Ed “NJWeedman” Forchion hopes the Oct.18, 2012 not-guilty verdict a Burlington County, N.J.  jury rendered in his pot distribution trial plants a seed for other medical marijuana patients and sparks a change in the law.

“I expected to get one juror, but I got 12.”

It was a case of jury nullification, which Forchion hopes will be utilized in other court cases involving marijuana possession.

Forchion is the first defendant in New Jersey to be allowed to present his use of medical marijuana as a defense in a criminal trial. He possessed a pound of marijuana that he claimed he used for medicinal purposes. (He owns a medical marijuana dispensary in California.) He admitted that he will still face sentencing in January 2013 for possession, but believes that he will get probation on that charge.

The concept of jury nullification is nothing new. In the 1735 trial of John Peter Zenger, who was charged with printing libelous material about William Cosby, the Governor of the Colony of New York, a clearly guilty Zenger was found not guilty by a jury who sympathized with him. This is clearly a case where jury nullification foreshadowed present-day law where one can openly say something about a public figure without fear of prosecution because said figure was “offended.”

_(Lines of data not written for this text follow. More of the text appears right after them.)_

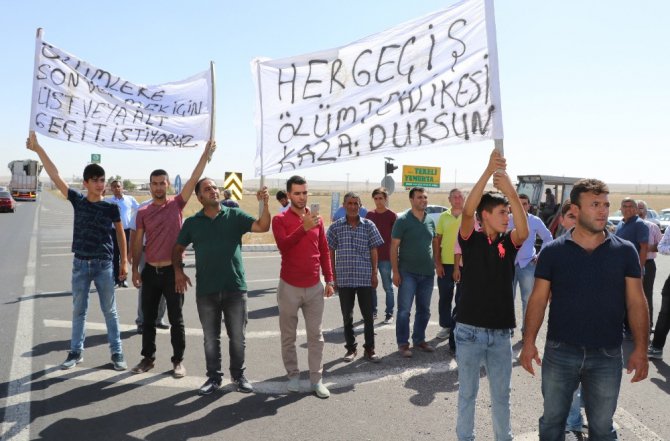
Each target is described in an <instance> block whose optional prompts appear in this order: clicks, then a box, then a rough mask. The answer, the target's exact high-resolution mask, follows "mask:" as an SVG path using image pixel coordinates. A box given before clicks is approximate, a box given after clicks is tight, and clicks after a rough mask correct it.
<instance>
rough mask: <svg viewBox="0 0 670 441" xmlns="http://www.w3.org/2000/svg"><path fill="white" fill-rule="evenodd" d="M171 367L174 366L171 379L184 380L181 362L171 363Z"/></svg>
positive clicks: (183, 371)
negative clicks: (177, 379)
mask: <svg viewBox="0 0 670 441" xmlns="http://www.w3.org/2000/svg"><path fill="white" fill-rule="evenodd" d="M172 366H174V370H173V371H172V377H173V378H184V377H185V376H186V368H185V367H184V364H183V363H182V362H181V361H177V362H175V363H172Z"/></svg>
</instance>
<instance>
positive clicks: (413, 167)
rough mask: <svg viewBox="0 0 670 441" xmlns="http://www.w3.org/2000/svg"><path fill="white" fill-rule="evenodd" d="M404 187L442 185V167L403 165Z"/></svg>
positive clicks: (435, 186) (433, 187) (402, 176)
mask: <svg viewBox="0 0 670 441" xmlns="http://www.w3.org/2000/svg"><path fill="white" fill-rule="evenodd" d="M402 185H403V187H431V188H439V187H440V167H428V166H423V165H403V166H402Z"/></svg>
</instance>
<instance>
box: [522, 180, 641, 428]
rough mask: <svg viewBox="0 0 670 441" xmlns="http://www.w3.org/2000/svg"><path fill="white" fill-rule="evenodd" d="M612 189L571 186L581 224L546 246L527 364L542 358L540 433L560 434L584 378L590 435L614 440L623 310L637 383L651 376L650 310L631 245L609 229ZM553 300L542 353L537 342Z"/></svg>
mask: <svg viewBox="0 0 670 441" xmlns="http://www.w3.org/2000/svg"><path fill="white" fill-rule="evenodd" d="M608 194H609V189H608V188H607V185H605V183H604V182H602V181H599V180H597V179H582V180H580V181H578V182H577V183H576V184H575V186H574V187H573V190H572V192H571V193H570V201H571V202H572V205H571V207H570V210H571V211H572V212H573V214H575V215H576V216H577V225H576V226H575V228H574V229H573V230H571V231H569V232H567V233H566V234H565V235H563V236H561V237H560V238H558V239H556V240H555V241H553V242H551V243H550V244H549V245H547V246H546V247H545V248H544V249H543V250H542V253H541V254H540V258H539V260H538V263H537V268H536V269H535V286H534V287H533V292H532V294H531V296H530V300H529V303H528V310H527V312H526V321H525V330H526V333H525V334H524V346H523V350H522V351H521V356H520V359H521V364H522V366H523V367H524V369H526V370H527V371H528V372H530V373H531V374H533V375H534V374H535V372H534V369H533V366H532V361H533V360H535V362H536V363H537V364H538V365H542V395H543V396H544V414H543V415H542V418H540V440H559V439H560V440H562V439H563V438H564V436H565V434H564V429H565V419H566V417H567V416H568V411H569V408H570V403H571V402H572V395H573V392H574V391H575V389H576V388H577V386H578V385H579V384H580V383H581V385H582V398H583V401H584V407H585V410H586V416H587V418H588V421H589V439H616V432H615V431H614V429H613V421H612V418H613V416H614V411H615V410H616V406H617V399H618V396H619V388H620V386H621V370H622V368H623V357H622V350H621V343H622V340H623V335H622V332H621V331H622V326H623V317H624V312H626V311H627V312H628V320H629V322H630V327H631V330H632V332H633V341H634V349H633V352H632V353H631V355H630V357H629V359H628V366H627V368H628V369H627V370H628V373H629V374H630V373H631V372H633V371H635V375H633V378H632V380H631V381H632V382H637V381H641V380H643V379H645V378H646V377H647V371H648V369H649V363H648V360H647V344H648V340H649V312H648V310H647V302H646V300H645V297H644V292H643V290H642V282H641V279H640V276H641V271H640V261H639V257H638V254H637V252H636V250H635V248H634V247H633V245H632V244H631V243H630V242H628V241H626V240H623V239H621V238H619V237H617V236H615V235H613V234H610V233H609V232H607V230H606V229H605V226H606V224H607V215H608V214H609V205H610V204H609V200H608ZM550 299H551V306H550V308H549V324H548V330H547V342H546V346H545V349H544V357H543V359H542V360H541V361H540V357H539V354H538V351H537V347H536V346H535V340H536V338H537V333H538V331H539V329H540V326H541V325H542V322H543V320H544V313H545V310H546V308H547V305H548V304H549V300H550Z"/></svg>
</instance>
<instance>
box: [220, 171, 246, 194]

This change did not come without some fits and starts. “Honest Abe” locked up many politicians and editors who dared to disagree with his war. They had no such luck with the court system.

Tom Woods, in his excellent book Nullification, mentions Theophilus Parsons, who supported Massachusetts’ ratification convention in 1788 and who went on to become the Chief Justice of Massachusetts. He wrote: “An act of [government] usurpation is not obligatory–it is not law. Any man may be justified in his resistance to it. Let him be considered as a criminal by the General Government–yet his own fellow citizens alone can convict him. They are his jury–and if they pronounce him innocent, not all the powers of congress can hurt him–and innocent they certainly will pronounce him, if the supposed law which he resisted was an act of usurpation.”

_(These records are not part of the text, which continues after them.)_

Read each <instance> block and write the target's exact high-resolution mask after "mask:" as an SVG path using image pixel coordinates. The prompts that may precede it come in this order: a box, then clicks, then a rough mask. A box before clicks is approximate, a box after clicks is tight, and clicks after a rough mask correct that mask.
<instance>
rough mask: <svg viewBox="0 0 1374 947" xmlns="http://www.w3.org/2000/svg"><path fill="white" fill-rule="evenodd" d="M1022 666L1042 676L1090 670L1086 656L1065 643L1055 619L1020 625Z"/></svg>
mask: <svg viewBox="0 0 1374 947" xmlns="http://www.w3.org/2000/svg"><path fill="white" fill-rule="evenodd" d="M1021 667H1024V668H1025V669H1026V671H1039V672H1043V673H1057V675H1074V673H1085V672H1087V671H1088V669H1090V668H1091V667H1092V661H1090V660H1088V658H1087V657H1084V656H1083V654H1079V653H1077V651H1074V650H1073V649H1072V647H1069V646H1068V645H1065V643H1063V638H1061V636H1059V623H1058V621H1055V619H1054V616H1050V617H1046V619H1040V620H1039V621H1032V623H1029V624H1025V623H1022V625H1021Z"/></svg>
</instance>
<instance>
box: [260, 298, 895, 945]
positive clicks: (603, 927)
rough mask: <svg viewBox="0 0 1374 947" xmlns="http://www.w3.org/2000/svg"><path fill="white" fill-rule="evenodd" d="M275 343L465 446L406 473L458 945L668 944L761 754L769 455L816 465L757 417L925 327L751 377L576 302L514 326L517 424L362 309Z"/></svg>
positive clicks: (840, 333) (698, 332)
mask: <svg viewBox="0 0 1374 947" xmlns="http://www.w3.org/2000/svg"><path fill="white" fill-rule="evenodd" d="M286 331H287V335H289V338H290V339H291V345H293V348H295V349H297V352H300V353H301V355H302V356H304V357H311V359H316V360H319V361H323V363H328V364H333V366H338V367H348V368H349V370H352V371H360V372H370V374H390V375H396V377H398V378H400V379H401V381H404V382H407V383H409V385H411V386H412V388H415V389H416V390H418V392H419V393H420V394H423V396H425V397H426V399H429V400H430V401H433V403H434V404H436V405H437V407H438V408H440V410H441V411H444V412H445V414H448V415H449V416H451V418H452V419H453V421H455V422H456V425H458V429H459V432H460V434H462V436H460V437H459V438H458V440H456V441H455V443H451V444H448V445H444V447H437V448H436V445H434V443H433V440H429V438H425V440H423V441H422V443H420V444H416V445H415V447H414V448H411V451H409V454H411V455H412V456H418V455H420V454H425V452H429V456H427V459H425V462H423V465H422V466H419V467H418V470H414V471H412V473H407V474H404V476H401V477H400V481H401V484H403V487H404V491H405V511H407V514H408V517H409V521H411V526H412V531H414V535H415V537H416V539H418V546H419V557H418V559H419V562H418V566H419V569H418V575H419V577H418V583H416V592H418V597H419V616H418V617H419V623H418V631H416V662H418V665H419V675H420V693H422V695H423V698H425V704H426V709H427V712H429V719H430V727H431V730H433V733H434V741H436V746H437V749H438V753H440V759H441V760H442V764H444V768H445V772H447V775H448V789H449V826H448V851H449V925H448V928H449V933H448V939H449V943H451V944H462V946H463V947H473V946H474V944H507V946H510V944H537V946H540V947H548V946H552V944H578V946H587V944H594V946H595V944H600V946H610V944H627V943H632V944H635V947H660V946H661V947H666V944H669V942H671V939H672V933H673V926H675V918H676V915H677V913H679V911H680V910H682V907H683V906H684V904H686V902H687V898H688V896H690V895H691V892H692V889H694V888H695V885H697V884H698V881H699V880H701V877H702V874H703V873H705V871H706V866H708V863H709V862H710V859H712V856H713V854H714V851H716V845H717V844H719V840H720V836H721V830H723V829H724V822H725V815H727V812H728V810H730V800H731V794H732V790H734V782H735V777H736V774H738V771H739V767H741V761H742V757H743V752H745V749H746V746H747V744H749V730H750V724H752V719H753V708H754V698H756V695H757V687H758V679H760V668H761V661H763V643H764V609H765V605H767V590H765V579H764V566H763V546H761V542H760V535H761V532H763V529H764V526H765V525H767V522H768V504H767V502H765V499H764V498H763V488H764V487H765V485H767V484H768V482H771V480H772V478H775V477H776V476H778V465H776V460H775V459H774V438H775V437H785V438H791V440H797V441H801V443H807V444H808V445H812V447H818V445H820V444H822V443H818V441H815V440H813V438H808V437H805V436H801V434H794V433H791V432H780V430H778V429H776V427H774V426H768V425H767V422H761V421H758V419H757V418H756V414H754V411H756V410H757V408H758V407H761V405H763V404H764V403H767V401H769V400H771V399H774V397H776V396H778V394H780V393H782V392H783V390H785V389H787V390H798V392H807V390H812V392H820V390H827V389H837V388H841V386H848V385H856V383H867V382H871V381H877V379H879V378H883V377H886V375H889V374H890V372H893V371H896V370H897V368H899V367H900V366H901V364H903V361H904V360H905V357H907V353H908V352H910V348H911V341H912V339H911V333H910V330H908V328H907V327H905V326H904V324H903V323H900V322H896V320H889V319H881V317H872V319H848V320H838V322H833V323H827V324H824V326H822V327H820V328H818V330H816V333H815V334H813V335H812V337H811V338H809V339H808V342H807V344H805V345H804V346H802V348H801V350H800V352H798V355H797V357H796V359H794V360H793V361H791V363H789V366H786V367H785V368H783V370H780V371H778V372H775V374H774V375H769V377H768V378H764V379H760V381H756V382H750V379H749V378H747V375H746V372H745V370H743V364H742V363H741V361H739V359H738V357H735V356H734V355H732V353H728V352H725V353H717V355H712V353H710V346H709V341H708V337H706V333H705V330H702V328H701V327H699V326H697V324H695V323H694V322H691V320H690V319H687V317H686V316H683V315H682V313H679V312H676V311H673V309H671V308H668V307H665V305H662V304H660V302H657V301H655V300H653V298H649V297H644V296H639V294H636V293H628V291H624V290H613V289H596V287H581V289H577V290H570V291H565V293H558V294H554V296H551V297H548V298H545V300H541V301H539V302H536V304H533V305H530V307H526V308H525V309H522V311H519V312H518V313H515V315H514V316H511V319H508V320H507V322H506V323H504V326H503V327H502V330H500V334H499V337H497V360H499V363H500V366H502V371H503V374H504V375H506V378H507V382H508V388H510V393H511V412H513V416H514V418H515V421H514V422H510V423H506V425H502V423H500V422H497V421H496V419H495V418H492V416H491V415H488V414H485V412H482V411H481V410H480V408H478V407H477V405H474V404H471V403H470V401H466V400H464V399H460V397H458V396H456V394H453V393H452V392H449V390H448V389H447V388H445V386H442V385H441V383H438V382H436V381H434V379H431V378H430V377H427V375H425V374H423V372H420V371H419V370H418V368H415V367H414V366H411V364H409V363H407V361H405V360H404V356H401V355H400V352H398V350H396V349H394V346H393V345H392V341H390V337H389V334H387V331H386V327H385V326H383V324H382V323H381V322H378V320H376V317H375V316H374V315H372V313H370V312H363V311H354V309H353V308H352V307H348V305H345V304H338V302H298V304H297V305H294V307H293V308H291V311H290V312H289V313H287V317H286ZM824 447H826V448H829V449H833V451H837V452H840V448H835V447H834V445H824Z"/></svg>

Back to recent times: New Hampshire, on July 2, 2012, adopted jury nullification when HB 146 was signed into law by Governor John Lynch. The law reads: “Right of accused. In all criminal proceedings the court shall permit the defense to inform the jury of its right to judge the facts and the application of the law in relation to the facts in controversy.”

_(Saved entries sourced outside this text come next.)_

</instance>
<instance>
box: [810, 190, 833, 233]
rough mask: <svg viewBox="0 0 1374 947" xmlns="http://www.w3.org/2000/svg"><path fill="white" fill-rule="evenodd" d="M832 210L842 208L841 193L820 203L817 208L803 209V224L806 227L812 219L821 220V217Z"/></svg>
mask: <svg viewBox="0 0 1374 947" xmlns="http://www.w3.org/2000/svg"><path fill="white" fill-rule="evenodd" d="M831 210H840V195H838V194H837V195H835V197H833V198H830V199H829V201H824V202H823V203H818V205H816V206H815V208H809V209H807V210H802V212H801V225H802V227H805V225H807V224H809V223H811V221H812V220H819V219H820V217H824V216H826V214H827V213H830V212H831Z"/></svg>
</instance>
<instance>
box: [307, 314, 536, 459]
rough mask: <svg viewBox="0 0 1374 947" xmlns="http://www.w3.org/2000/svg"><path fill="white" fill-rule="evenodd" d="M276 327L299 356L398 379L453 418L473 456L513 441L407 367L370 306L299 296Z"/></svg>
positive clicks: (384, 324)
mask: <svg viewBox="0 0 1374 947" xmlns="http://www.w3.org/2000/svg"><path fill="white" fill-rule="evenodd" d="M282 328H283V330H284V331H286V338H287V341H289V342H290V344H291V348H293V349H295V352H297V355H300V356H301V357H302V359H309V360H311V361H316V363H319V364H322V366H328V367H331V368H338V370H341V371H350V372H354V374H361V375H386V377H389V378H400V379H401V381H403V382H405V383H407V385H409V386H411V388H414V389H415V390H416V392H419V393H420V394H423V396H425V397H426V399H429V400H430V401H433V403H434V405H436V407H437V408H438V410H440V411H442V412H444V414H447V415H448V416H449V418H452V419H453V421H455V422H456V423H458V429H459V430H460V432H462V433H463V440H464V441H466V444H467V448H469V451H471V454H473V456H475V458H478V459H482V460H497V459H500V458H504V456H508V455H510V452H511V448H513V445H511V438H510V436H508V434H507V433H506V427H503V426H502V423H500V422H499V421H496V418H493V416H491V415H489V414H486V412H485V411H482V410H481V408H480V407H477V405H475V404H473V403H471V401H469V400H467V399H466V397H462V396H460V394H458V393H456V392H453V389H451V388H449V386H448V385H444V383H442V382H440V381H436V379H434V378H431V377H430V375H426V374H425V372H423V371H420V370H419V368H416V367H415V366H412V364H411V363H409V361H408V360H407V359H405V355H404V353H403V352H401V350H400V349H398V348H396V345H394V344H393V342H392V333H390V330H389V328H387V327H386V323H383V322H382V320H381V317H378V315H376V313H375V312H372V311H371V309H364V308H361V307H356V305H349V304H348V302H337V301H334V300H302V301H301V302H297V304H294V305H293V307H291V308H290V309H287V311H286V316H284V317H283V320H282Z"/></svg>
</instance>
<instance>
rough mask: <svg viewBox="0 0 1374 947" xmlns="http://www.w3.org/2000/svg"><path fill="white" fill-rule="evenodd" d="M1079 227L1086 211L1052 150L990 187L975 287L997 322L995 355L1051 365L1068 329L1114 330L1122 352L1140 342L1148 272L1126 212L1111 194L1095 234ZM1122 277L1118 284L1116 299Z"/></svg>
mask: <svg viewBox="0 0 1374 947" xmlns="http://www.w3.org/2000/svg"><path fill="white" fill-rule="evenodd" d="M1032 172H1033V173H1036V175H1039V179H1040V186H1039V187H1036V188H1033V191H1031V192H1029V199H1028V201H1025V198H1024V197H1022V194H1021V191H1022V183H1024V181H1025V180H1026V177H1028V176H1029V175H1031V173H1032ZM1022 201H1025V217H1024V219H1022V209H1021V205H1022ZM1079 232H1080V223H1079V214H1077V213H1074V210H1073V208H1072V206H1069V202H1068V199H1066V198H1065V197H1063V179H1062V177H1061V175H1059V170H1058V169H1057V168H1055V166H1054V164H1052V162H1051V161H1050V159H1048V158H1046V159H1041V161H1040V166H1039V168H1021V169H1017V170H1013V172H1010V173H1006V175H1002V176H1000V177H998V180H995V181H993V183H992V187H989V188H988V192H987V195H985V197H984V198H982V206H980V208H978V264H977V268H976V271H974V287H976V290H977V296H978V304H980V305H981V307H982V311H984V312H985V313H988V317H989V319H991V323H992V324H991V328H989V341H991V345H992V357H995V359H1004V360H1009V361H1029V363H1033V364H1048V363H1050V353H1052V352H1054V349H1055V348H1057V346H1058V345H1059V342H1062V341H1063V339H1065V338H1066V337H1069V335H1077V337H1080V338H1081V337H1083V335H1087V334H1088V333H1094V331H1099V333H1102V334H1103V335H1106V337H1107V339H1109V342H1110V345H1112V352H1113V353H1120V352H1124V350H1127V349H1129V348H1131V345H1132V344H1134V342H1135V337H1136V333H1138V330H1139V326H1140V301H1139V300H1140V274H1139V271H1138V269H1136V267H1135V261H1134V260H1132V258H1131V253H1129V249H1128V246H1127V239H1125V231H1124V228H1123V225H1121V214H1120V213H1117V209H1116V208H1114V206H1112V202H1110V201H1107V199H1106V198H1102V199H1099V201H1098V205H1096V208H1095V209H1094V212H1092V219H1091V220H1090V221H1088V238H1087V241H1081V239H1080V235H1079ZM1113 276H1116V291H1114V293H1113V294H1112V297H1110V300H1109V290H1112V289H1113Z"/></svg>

The concept and practice of jury nullification does not fare too well in other states like California, however. It requires jurors to inform on other jurors if one of them believes the act under consideration is unlawful. Any troublemakers are then marked for replacement. California defense attorneys who argue for jury nullification risk disbarment or other punishment for merely advocating for a practice that is legitimate under common law. I believe that this hamfisted treatment of California citizens–including defense attorneys–by the state’s legal system is shameful and unconstitutional. Kicking people off a jury because they happen to to be in agreement with a centuries-old legal right and practice is an affront to their judgment and amounts to jury tampering–molding a jury to become Stepfordlike–by the court itself!

So its the people be damned when something “larger” in the minds of lawmakers and judges is at risk. If jury nullification were to sweep the nation like a wildfire, the “war on drugs” would be reduced to an occasional skirmish on drugs, as many charges going to a trial would be tossed out by sympathetic juries, and still others would not even make it to trial. The courts would also be overwhelmed by the number of jury trials.

Jury nullification serves an important function in that it shines a light on bad laws and gives people–jurors–the opportunity to provide some push-back to those laws. Jury nullification can also serve as a springboard to garner support for its big brother–nullification of unconstitutional federal “law.” Generally it is easier for people to understand and act on clear, bite-sized concepts like jury nullification before they can digest the bigger idea and task of push-back against an out-of-control federal government. And participation in or the understanding of jury nullification will likely prompt people, as in the example of Ed “NJWeedman” Forchion, to look at the bigger picture where many bad laws are foisted on states.

Laws are created to serve the people’s interests. It’s high time that the people serve notice through the courts and the statehouses that they are the ultimate judges of what is right and what is constitutional.